Department of Stem Cell Biology and Regenerative Medicine, Lerner Research Institute, Cleveland Clinic, Cleveland, OH 44195, USA.
Institute of Pathology and Southwest Cancer Center, Southwest Hospital, The Third Military Medical University, Chongqing 400038, China.
Cell Stem Cell. 2017 Nov 2;21(5):591-603.e4. doi: 10.1016/j.stem.2017.10.002.
The blood-tumor barrier (BTB) is a major obstacle for drug delivery to malignant brain tumors such as glioblastoma (GBM). Disrupting the BTB is therefore highly desirable but complicated by the need to maintain the normal blood-brain barrier (BBB). Here we show that targeting glioma stem cell (GSC)-derived pericytes specifically disrupts the BTB and enhances drug effusion into brain tumors. We found that pericyte coverage of tumor vasculature is inversely correlated with GBM patient survival after chemotherapy. Eliminating GSC-derived pericytes in xenograft models disrupted BTB tight junctions and increased vascular permeability. We identified BMX as an essential factor for maintaining GSC-derived pericytes. Inhibiting BMX with ibrutinib selectively targeted neoplastic pericytes and disrupted the BTB, but not the BBB, thereby increasing drug effusion into established tumors and enhancing the chemotherapeutic efficacy of drugs with poor BTB penetration. These findings highlight the clinical potential of targeting neoplastic pericytes to significantly improve treatment of brain tumors.
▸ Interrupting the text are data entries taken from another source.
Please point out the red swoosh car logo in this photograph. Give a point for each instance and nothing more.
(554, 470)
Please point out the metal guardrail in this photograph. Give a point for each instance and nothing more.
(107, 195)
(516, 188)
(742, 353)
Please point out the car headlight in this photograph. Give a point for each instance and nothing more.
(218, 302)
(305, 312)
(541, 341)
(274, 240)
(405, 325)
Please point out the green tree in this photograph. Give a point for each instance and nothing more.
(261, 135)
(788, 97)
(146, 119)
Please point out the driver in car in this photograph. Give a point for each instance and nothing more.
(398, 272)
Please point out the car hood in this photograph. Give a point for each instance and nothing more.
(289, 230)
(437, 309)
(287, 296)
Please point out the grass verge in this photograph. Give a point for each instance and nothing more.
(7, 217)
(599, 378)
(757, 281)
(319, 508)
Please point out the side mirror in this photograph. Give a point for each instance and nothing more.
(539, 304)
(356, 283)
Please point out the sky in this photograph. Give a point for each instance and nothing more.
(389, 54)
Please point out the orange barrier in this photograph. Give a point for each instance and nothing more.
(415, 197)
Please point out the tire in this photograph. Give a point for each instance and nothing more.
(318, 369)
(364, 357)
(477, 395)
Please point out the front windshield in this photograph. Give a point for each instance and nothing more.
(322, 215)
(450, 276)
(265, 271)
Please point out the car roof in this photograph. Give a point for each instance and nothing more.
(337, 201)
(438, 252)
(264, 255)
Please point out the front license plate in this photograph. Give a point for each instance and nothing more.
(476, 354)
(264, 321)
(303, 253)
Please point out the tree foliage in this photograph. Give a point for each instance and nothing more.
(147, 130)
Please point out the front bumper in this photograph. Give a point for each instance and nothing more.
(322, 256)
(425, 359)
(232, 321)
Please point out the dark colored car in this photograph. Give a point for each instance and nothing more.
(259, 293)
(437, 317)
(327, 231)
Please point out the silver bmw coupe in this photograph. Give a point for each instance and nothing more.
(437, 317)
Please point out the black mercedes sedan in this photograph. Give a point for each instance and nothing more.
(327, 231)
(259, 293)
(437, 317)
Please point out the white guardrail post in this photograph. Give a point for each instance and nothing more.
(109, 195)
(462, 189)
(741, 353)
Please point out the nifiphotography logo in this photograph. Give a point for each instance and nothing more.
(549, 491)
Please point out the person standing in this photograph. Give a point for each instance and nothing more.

血脑屏障(BTB)是药物递送至恶性脑肿瘤(如胶质母细胞瘤[GBM])的主要障碍。因此,破坏 BTB 是非常可取的,但由于需要维持正常的血脑屏障(BBB),这变得非常复杂。在这里,我们表明靶向胶质瘤干细胞(GSC)衍生的周细胞特异性破坏 BTB 并增强药物渗透到脑肿瘤中。我们发现,周细胞对肿瘤血管的覆盖与 GBM 患者化疗后的生存呈负相关。在异种移植模型中消除 GSC 衍生的周细胞会破坏 BTB 紧密连接并增加血管通透性。我们发现 BMX 是维持 GSC 衍生的周细胞所必需的重要因素。用伊布替尼抑制 BMX 选择性地靶向肿瘤性周细胞并破坏 BTB,但不破坏 BBB,从而增加了已建立的肿瘤内药物渗透并增强了 BTB 穿透性差的药物的化疗疗效。这些发现强调了靶向肿瘤性周细胞以显著改善脑肿瘤治疗的临床潜力。